My first thread started in here, please be gentle.









My folks returned from the Ideal Home Exhibition yesterday, got the beans below as a present:

https://www.crukafe.co.uk/products/light-roast

Any opinions?

I'm aware that their core business is capsule based, but would their beans stand up to this forum's high standard?

I'm a bit sceptical as there's no roast date on the bag & it says 'produced by Paska 'SRL for CRU Kafe.

Thanks.


----------



## MWJB (Feb 28, 2012)

I'm out at "Contaldo"









Seriously, try them, you have them so you may as well give them a go. If too tricky for espresso stick them in a French press.

If they're light, I'd probably try longer shots than ristrettos.


----------



## Jon (Dec 3, 2010)

Gennaro Contaldo? Random typo for them to make.


----------



## NickdeBug (Jan 18, 2015)

Is there a difference between a cortado and a macchiato?

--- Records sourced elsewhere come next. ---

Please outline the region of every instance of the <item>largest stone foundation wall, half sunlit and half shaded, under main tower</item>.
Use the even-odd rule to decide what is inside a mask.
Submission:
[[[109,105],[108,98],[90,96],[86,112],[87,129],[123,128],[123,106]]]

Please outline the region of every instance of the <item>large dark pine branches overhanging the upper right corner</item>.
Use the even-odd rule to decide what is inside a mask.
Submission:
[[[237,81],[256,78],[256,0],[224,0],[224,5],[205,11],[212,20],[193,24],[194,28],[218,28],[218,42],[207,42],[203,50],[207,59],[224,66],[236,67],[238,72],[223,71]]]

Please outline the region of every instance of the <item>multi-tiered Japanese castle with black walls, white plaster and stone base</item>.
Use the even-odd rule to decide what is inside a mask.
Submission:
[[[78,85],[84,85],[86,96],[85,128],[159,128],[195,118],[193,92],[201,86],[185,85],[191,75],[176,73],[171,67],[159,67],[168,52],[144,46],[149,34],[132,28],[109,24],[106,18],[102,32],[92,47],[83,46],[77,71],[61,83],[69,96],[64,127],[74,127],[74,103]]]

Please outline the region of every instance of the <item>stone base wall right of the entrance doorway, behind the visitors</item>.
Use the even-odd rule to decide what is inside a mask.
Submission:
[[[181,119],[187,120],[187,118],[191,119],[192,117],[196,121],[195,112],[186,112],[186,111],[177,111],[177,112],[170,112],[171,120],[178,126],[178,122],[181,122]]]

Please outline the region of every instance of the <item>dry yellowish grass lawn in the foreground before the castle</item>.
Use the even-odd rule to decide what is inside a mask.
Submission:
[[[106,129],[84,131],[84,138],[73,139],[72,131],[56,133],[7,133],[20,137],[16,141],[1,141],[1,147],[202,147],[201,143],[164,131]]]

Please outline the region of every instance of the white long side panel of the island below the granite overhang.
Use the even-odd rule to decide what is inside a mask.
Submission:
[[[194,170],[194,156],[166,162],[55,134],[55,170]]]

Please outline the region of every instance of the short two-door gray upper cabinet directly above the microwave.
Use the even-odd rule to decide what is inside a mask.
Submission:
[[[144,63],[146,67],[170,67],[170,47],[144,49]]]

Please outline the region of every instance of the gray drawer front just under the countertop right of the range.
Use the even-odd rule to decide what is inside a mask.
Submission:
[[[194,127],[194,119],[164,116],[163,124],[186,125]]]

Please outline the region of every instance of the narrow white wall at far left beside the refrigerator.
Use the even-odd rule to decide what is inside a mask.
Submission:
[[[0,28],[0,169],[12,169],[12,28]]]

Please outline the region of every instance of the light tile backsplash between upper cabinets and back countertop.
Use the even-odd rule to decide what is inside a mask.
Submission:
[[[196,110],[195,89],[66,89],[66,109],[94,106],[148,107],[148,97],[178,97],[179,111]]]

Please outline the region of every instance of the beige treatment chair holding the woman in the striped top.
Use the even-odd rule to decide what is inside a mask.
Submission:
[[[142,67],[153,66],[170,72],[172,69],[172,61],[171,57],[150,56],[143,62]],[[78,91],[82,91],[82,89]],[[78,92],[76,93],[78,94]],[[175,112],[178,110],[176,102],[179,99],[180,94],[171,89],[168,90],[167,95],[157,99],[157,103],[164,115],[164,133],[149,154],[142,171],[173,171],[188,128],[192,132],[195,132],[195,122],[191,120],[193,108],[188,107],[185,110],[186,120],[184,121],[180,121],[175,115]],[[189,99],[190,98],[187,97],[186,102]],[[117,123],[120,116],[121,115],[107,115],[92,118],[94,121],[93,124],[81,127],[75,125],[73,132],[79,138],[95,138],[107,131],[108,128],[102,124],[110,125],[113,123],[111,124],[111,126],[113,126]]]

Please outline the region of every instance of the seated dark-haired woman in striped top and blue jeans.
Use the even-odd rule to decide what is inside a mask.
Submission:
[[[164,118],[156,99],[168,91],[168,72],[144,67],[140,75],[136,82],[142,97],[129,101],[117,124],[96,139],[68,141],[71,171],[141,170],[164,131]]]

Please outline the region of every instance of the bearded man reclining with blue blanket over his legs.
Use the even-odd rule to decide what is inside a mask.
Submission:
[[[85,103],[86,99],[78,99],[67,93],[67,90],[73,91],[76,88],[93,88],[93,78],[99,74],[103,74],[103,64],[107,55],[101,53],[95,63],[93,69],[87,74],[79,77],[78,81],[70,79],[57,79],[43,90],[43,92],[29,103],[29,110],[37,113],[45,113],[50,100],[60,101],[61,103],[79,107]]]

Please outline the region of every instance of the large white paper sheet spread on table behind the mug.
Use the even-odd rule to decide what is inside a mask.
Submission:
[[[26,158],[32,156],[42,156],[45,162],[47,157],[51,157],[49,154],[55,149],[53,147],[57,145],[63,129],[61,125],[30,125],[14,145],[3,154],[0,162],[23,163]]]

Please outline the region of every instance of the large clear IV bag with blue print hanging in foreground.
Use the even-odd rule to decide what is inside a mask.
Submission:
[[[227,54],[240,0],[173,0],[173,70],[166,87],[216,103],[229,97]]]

Other than their effect on dfk's keyboard obviously.


----------



## Mrboots2u (May 10, 2013)

NickdeBug said:


> Is there a difference between a cortado and a macchiato?
> 
> Other than their effect on dfk's keyboard obviously.


Old school definition

or Starbucks .....

Old school - macchiato a drink should be marked with milk

Cortado a mix of 1:1 ?


----------



## NickdeBug (Jan 18, 2015)

I had the misfortunate of experiencing a Starbucks macchiato whilst visiting a colleague at Penn State University last year.

I was slightly shocked to be handed a huge great big cup and even more so to find that it tasted like sweet caramel. Still, probably not as shocked as the lady that served it to me was when I dumped it in the bin by the counter.


----------



## Jon (Dec 3, 2010)

NickdeBug said:


> I had the misfortunate of experiencing a Starbucks macchiato whilst visiting a colleague at Penn State University last year.
> 
> I was slightly shocked to be handed a huge great big cup and even more so to find that it tasted like sweet caramel. Still, probably not as shocked as the lady that served it to me was when I dumped it in the bin by the counter.


I had the exact same experience a few years back. Revolting.


----------



## scottomus (Aug 13, 2014)

Isn't there a espresso macchiato and a latte macchiato ? Because the one I serve is literally just ESPRSSO and a hit of milk. As opposed to Starbucks contrapment


----------